El Espíritu Santo, enviado por el Padre a los apóstoles en Pentecostés, es quien anima a la Iglesia para que esta se mueva en pro de la salvación de las almas. Él, como Paráclito, ayuda a todos los que abren su corazón a una experiencia renovadora y transformadora que coloca a quien lo recibe en sintonía con la voluntad del Padre. Es claro que se necesita disposición y humildad, teniendo presente que es Él quien actúa y lleva todo a buen término.
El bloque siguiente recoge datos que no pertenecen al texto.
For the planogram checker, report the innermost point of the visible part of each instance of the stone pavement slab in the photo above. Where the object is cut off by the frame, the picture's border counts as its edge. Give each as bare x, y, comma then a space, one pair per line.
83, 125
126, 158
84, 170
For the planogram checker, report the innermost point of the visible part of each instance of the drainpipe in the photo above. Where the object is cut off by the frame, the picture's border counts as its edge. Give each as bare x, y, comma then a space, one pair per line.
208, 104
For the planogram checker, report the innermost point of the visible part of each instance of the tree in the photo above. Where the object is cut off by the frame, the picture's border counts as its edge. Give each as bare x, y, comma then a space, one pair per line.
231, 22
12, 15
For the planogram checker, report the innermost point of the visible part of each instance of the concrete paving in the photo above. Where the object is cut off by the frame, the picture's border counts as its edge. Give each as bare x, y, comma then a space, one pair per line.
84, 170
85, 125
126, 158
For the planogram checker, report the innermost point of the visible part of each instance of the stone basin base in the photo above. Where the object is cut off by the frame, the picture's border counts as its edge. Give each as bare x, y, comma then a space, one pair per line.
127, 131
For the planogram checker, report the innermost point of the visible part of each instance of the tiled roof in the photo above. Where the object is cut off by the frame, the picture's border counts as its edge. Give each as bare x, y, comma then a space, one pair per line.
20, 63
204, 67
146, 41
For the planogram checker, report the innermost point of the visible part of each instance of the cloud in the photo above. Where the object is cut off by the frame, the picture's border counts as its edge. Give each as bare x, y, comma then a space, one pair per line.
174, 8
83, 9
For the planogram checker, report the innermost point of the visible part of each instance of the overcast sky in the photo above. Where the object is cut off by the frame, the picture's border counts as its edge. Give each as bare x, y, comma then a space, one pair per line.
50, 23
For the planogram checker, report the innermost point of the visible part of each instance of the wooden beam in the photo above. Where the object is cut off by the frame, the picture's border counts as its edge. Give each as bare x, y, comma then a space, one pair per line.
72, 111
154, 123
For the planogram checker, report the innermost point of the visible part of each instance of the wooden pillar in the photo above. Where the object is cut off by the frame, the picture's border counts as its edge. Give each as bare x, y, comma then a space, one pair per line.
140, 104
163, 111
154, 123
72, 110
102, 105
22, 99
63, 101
Iglesia carismática e Iglesia jerárquica:
Desde sus inicios, la Iglesia ha sido carismática, ya que en ella han prevalecido las acciones de Cristo. Con la consolidación del cristianismo, nació la jerarquía, la cual se encarga de pastorear y de acompañar los procesos de fe de todos los creyentes. Estas dos dimensiones están intrínsecamente relacionadas y tienen como objetivo llevar al hombre al encuentro pleno con el Señor, quien, por medio de sus ministros ordenados y de los sacramentos, dispensa la gracia a toda la humanidad para que, siendo renovada, sea testimonio para el mundo de las acciones de Cristo.
El Espíritu anima:
El Papa Pablo VI explicaba en su momento que es el mismo Espíritu el que anima a la Iglesia. Él, que la ha acompañado desde el inicio, respalda a cada evangelizador con el fuego de su amor para que este sea contundente y capaz de cumplir con el mandato de Jesús. Esto implica una apertura total a la acción del Espíritu, una fe consolidada en la Roca que es Dios, y la intercesión de la Bienaventurada Virgen María como Madre de Pentecostés y Madre de todos los creyentes.